At that instant Salt and Pepper realized what was happening and bolted. He ran across the narrow street, then darted down another, turning at the end of the block onto the heavily congested Via Laietana. Marten came
after him on the dead run. As he ran, Marten's foremost thought was how the man had tracked him to the restaurant when he was certain he had lost him earlier. All he could think of was their attentive waiter, maybe not so obviously pushing drinks to build the bill as he'd first thought but making sure he and Demi stayed where they were until Salt and Pepper was informed and could get there. If that was the case what was going on had far more reach than he had imagined. Some kind of cult embracing medieval witchcraft that controlled, or least paid, a network of street informers who probably had no idea where their money was coming from. People like Salt and Pepper and the young man who had followed him from Valletta.

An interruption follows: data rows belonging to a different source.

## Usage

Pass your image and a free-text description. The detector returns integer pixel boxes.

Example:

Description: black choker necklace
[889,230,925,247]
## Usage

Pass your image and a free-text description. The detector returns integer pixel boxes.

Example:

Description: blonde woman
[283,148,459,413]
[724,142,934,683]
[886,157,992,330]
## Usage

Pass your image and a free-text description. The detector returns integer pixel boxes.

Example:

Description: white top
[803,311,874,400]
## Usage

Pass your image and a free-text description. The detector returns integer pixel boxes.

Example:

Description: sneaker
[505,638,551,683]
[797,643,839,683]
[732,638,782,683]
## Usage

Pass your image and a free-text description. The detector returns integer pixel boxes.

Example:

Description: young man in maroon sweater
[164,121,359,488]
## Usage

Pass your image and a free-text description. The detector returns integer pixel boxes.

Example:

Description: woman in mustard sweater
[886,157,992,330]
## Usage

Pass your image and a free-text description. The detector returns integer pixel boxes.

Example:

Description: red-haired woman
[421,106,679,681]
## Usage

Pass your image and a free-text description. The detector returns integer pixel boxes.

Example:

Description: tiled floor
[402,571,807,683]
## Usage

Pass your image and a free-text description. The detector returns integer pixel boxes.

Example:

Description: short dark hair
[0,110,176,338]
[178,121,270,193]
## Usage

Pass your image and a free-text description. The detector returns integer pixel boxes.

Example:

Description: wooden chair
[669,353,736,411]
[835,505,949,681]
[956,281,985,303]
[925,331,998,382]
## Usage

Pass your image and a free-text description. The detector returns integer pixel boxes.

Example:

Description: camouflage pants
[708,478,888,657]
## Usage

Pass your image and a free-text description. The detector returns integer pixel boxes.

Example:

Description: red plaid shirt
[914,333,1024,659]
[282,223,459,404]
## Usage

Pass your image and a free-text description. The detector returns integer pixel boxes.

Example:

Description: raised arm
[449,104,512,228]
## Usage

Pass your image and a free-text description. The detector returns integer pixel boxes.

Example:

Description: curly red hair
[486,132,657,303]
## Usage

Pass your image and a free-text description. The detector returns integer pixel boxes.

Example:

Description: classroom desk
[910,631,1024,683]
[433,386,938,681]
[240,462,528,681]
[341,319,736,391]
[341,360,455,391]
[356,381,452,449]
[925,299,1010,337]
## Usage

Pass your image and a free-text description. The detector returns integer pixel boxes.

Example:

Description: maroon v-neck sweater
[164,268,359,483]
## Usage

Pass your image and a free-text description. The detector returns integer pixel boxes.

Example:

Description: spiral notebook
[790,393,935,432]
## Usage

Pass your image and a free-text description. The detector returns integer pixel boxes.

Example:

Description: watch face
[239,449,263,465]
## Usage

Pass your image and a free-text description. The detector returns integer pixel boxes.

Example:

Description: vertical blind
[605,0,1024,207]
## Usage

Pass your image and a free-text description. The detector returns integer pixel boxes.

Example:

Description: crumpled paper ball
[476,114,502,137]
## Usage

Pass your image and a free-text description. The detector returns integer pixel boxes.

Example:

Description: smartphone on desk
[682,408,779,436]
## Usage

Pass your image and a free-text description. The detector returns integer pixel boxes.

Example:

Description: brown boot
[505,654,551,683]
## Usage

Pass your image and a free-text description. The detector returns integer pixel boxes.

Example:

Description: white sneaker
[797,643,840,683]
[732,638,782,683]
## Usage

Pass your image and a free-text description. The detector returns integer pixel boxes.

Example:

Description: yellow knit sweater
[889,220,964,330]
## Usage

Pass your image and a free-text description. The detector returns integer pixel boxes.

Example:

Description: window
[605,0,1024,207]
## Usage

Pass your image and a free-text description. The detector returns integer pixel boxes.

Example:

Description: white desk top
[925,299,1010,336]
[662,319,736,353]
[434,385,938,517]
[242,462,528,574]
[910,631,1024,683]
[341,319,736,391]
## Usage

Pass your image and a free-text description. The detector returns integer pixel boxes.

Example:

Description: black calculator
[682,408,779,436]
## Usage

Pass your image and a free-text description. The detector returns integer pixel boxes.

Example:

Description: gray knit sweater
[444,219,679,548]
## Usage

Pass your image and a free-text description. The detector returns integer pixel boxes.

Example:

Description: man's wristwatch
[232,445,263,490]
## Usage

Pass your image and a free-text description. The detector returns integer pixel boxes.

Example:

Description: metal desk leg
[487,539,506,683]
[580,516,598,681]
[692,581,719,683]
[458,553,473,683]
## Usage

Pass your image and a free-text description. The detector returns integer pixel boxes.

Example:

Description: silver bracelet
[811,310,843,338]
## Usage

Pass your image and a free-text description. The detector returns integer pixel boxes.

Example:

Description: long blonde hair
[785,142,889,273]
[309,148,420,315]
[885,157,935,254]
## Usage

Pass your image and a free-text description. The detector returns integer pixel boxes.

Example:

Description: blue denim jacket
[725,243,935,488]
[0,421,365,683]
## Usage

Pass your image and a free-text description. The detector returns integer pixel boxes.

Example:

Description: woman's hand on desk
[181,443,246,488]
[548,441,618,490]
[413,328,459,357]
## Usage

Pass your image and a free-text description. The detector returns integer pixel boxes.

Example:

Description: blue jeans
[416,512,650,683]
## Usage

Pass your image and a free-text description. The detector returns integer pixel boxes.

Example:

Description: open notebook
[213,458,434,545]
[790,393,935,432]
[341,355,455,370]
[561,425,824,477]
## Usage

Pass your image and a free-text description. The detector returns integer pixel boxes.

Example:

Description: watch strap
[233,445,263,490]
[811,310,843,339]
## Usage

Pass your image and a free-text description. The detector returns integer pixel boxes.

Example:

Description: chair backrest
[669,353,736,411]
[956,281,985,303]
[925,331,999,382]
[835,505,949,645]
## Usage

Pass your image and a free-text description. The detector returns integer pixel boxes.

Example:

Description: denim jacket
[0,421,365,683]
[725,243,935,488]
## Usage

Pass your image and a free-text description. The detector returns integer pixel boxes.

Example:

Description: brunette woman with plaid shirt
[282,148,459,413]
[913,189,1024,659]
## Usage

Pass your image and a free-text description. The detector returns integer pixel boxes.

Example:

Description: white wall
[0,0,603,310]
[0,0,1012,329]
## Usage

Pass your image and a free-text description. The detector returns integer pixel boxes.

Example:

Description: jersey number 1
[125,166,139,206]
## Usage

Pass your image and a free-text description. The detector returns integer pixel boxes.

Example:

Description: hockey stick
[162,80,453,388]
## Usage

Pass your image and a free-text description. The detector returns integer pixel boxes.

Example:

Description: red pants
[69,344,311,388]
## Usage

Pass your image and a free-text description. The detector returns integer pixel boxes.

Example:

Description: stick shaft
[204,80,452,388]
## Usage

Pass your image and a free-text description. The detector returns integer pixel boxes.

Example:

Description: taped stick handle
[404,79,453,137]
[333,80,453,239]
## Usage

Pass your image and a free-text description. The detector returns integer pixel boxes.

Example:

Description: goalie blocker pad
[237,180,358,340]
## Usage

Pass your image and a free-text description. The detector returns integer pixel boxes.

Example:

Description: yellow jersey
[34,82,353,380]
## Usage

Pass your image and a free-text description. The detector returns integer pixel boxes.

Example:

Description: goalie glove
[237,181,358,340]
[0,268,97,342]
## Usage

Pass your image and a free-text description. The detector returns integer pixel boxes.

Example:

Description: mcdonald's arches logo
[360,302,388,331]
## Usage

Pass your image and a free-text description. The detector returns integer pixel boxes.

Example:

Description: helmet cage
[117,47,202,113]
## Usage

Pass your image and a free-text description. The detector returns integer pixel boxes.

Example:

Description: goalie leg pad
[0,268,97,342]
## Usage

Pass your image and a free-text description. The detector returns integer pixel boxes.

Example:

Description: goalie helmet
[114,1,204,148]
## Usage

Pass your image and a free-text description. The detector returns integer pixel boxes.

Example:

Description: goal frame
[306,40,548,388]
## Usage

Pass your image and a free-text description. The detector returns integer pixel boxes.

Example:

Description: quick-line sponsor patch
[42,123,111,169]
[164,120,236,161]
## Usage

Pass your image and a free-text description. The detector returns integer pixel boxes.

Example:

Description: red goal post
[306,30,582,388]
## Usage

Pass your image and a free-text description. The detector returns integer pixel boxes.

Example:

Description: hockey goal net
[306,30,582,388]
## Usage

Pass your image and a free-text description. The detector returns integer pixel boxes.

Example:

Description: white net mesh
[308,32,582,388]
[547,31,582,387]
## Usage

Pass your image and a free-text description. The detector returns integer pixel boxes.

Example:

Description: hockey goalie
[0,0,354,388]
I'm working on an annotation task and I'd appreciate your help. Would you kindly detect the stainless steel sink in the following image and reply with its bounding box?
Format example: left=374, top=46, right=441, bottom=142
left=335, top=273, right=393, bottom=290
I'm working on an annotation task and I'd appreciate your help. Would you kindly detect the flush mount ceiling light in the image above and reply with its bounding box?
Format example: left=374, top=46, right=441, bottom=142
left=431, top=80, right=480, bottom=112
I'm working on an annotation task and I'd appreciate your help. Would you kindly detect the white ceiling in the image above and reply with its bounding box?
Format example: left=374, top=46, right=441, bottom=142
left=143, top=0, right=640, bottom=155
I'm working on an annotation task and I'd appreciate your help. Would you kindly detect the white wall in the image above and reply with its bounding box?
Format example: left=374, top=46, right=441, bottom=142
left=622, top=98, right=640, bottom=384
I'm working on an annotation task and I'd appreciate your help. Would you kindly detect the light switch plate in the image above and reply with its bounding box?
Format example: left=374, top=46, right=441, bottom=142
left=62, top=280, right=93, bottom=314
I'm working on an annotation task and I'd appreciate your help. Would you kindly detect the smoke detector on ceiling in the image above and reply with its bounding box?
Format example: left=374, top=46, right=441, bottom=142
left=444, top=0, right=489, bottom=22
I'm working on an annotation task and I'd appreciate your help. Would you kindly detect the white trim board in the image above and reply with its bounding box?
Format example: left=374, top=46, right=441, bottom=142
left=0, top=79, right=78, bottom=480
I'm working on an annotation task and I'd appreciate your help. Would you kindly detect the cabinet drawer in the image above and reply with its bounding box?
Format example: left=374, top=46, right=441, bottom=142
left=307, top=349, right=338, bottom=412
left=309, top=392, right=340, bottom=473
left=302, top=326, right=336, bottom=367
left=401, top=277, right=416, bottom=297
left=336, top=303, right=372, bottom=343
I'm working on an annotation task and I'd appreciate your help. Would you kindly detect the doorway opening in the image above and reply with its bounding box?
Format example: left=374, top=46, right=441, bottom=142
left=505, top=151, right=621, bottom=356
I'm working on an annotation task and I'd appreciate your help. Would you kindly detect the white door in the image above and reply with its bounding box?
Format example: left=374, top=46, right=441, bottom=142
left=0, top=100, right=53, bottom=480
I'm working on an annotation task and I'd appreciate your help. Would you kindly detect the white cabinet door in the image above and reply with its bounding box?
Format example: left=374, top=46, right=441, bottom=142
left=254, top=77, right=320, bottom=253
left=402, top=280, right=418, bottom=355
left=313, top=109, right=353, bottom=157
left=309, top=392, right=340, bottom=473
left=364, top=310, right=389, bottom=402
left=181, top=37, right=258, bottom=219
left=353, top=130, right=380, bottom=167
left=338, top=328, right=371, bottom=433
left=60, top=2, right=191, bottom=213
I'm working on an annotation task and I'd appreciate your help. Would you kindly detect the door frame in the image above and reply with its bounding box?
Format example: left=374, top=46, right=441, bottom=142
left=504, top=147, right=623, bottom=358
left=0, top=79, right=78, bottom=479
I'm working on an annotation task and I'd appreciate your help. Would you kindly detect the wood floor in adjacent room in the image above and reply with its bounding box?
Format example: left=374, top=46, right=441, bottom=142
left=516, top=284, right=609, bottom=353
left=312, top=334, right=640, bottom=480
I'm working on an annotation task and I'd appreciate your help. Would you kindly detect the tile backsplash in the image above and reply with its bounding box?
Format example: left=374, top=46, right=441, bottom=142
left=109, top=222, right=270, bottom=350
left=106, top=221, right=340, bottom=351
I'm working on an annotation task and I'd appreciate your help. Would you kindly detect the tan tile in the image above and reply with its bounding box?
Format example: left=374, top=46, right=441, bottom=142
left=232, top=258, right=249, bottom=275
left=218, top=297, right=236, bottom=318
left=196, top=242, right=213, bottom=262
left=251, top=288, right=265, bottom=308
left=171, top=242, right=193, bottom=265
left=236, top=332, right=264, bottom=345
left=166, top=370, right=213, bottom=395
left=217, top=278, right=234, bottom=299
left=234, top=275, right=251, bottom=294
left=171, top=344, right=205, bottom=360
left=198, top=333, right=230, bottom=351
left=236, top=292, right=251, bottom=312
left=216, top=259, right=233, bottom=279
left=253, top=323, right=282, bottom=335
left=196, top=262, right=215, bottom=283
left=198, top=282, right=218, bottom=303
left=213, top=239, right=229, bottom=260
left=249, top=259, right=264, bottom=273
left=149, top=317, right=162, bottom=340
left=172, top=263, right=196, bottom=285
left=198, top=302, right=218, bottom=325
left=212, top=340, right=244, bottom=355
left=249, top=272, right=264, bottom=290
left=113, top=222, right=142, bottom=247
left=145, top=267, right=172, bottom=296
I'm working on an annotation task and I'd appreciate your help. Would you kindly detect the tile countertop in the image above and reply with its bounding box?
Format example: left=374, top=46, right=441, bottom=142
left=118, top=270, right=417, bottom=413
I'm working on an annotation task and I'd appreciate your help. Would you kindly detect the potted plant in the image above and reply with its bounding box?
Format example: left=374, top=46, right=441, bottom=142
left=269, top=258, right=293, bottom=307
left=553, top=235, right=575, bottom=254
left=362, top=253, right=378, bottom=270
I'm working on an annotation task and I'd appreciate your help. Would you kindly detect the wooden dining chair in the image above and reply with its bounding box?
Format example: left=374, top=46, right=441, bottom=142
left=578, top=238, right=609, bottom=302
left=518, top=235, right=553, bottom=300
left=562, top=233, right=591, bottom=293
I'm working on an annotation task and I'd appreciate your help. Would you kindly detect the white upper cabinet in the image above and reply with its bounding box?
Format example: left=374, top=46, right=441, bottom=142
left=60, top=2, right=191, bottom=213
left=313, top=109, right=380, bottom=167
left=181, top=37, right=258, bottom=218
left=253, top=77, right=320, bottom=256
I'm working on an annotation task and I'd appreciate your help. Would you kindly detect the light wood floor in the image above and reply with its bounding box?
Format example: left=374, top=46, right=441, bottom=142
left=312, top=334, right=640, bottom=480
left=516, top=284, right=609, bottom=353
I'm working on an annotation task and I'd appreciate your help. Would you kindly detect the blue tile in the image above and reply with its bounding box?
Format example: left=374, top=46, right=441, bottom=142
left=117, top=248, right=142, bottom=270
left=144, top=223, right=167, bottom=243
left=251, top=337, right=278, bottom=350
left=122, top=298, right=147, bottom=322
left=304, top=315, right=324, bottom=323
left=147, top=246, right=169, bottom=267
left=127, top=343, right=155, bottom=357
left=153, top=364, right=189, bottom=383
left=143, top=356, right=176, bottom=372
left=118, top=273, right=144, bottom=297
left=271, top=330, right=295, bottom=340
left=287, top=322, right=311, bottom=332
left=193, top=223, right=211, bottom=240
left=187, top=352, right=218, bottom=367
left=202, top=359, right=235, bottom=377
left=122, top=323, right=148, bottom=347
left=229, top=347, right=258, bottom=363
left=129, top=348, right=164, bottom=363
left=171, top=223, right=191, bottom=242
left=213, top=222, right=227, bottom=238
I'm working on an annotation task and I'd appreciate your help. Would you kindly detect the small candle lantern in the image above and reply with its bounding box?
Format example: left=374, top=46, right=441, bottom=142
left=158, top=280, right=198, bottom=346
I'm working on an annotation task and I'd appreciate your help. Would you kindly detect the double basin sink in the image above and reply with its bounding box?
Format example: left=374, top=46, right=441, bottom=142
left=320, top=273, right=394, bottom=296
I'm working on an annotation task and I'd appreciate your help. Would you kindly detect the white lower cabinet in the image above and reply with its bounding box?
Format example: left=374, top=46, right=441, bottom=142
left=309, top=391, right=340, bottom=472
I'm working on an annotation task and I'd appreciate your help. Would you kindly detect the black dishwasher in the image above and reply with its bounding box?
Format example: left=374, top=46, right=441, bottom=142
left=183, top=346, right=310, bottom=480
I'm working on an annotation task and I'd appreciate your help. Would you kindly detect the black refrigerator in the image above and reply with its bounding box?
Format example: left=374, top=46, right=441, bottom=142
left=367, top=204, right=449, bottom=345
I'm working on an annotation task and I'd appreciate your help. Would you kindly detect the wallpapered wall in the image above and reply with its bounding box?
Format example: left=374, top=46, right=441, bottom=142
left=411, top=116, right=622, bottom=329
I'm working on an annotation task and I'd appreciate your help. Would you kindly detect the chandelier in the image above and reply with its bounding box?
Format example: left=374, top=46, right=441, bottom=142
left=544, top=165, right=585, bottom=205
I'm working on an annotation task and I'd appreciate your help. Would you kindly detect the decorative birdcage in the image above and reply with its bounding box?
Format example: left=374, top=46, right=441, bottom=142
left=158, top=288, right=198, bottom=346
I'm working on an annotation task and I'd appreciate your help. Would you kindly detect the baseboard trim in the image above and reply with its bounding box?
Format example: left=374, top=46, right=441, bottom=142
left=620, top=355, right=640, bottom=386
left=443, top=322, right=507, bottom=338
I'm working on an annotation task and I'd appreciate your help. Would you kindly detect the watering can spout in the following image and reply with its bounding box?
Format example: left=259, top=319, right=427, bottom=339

Running, dodging around people on a sidewalk jammed with shoppers, Marten tried to keep his eye on his man. But there were too many people and he lost sight of him. He slowed and was about to give up when he saw him suddenly dart out of a crowd a half block ahead and then cut left onto a side street. Marten jostled around a pair of arguing shopkeepers, nearly knocked over a woman carrying a baby, then turned the corner just in time to see Salt and Pepper glance back, then cut left again, running onto a broader street filled with heavy traffic.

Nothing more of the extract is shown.